REPUBLIKA.CO.ID, Oleh Husen Hasan Basri
Jumlah pesantren dalam 10 (sepuluh) tahun terakhir ini meningkat hampir 100 persen dari 14.656 pesantren pada 2003-2004 menjadi 29.535 pesantren pada 2013-2014. Selain secara kuantitatif, pesantren secara kualitatif mengalami perkembangan yang pesat dengan melihat berbagai aspek, di antaranya: status kelembagaan, tata pamong, penyelenggaraan program pendidikan, perluasan bidang garap, kekhasan bidang keilmuan, diversifikasi usaha ekonomi, jaringan kerjasama dan lain-lain. Keragaman perkembangan itu menghasilkan berbagai ekspresi pesantren dalam kehidupan berbangsa dan bernegara.
Sementara itu, meskipun harus diteliti lebih lanjut, dari aspek kelembagaan pesantren dapat dikategorikan menjadi pesantren: modern dan tradisional; salafi dan khalafi; sederhana, sedang, dan maju; kecil, menengah, dan besar; untuk anak-anak, orang tua, dan mahasiswa; serta kategori pedesaan dan perkotaan. Kementerian Agama mengelompokkan pesantren ke dalam tiga bentuk pesantren: salafiyah, khalafiyah, dan kombinasi.
Pesantren pernah juga dibuat pengelompokan berdasar ciri khas keilmuan yang diselenggarakan, menjadi pesantren: aqidah, tasawuf, tafsir, hadis, fikih, ilmu alat (nahwu dan sharaf), tahfidz, dan hisab.
Dilihat dari ciri khas keterampilan yang diselenggarakan, Kementerian Agama mengkategorikan ke dalam pesantren keterampilan: dakwah, kaligrafi, bahasa, perdagangan, pertanian, perkebunan, kelautan, dan home industry. Dari ragam itu, pesantren dapat dikelompokkan menjadi pesantren yang berbasis: ilmu pengetahuan agama Islam (klasik), ilmu pengetahuan sosial humaniora, sains dan teknologi, ekonomi kreatif, dan ilmu pengetahuan campuran. Atau menurut pendapat Imam Suprayogo, pesantren dapat dikategorikan menjadi: pesantren mandiri atau alternatif, pesantren formal, dan pesantren takmili.

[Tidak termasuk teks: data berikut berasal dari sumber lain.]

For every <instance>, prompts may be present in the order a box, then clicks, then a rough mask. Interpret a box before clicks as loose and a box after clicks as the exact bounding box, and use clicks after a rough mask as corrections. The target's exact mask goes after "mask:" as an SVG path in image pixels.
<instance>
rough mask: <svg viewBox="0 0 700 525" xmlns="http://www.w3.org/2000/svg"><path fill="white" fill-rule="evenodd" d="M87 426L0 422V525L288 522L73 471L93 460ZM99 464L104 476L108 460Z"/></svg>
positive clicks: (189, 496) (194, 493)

Variasi pesantren yang beragam mengakibatkan langkah pembinaan tidak mudah dilakukan. Kategorisasi pesantren ‘salafiyah’, ‘khalafiyah’, dan ‘kombinasi’ yang sampai saat ini masih digunakan pada realitasnya tidak bersifat mutlak, bahkan cenderung kabur karena dalam realitasnya keadaan pesantren yang selalu berkembang dari mulai unsur dan nilai pesantren, program pendidikan, sampai faham keagamaan para pengasuhnya.
Puslitbang Pendidikan Agama dan Keagamaan pada tahun 2014 melakukan kegiatan penelitian tentang pemetaan kapasitas kelembagaan pesantren. Salah satu tujuan penelitian tersebut adalah untuk menghasilkan “tipologi pesantren baru”. Penelitian dengan menggunakan metode survei tersebut melibatkan 783 sampel pesantren yang tersebar di 25 propinsi.
Dengan menggunakan gabungan konsep Capasity Building dari UNESCO-IICBA (2006), World Bank (2006), UNDP (2008), Tearfund (2009), Ricket (2007) dan Freeman (2010), penelitian tersebut mengukur 6 (enam) aspek kelembagaan pesantren meliputi: bentuk legal dan pengambilan keputusan; sumber belajar dan kekhususan bidang keilmuan; sumber daya manusia; sumber daya sarana dan prasarana; nilai-nilai internal (kultur pesantren); dan ketahanan lembaga (survive-ability).